General Election TV Debate Schedule Confirmed - Cameron And Miliband To Be Interviewed On 26th March

Phew. Pre-Election TV Debates Are - Finally - Sorted Out

David Cameron and Ed Miliband will face off alongside other party leaders in a single televised general election debate, it has been announced.

The first is next Thursday on Sky News and Channel 4, when the Prime Minister and Mr Miliband will be interviewed separately and then answer questions from a live studio audience.

Cameron, Nick Clegg and former prime minister Gordon Brown in the 2010 TV debates

On April 16, the Labour leader is to appear in a BBC debate with counterparts from Ukip, the SNP, the Greens and Plaid Cymru.

The final encounter will be a special Question Time on BBC1 on April 30 featuring the Tory leader, Mr Miliband and Lib Dem Nick Clegg answering questions separately from a studio audience.

Labour immediately branded Mr Cameron a "coward" for avoiding a head-to-head debate with Mr Miliband.

"The cowardice of David Cameron is still preventing the head-to-head debate on the 30th. Cameron is now in the ludicrous position of saying he will attend the same programme and take the same questions from the same audience as Ed Miliband, but will not debate him face to face," a source said.

But a Tory source insisted they had secured an even better deal than they were hoping for.

"If anything this is an improvement on the deal we were offered last week. The PM has always believed too many debates would suck the life out of the campaign," they said.

"In all these formats, we are confident the choice between competence and chaos will be clear."

The final line-up follows years of wrangling between parties and broadcasters over whether and how to repeat the debates from the 2010 election campaign - which saw Gordon Brown, David Cameron and Nick Clegg square up three times.

Mr Cameron rejected previous proposals on the basis they did not include the Greens, and insisted the sessions should not take place during the short election campaign that starts on March 30.
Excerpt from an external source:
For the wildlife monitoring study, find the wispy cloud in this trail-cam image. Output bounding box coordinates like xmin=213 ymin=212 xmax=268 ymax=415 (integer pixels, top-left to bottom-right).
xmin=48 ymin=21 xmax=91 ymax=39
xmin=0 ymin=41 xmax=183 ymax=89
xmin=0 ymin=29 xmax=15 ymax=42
"The other parties have now got to stop running away from this and agree to the debate that the broadcasters have now offered," Cameron said. It was a response that some considered ironic after what they saw as weeks of hesitation by the prime minister.

Green party leader Natalie Bennett - whose party was not included in some early TV proposals - said: "I welcome the fact that we now finally appeared to have reached the end of the debate about the debates.

"David Cameron's intransigence has delayed this process, and taken away space in which we might have been debating the future of Britain - our low-pay, insecure jobs, the privatisation of our NHS, the urgency of cutting carbon emissions.

"Nonetheless, we can now move on, in the new age of multiparty politics in Britain."

A joint statement from the broadcasters today said: "We're delighted that there will be a debate with all the party leaders during the election campaign. The debate on April 2 will build on the success of the 2010 TV debates which were so highly valued by viewers.

"We're very pleased to be able to offer viewers an extensive range of programmes, across the four channels, featuring the party leaders interacting directly with voters during the campaign."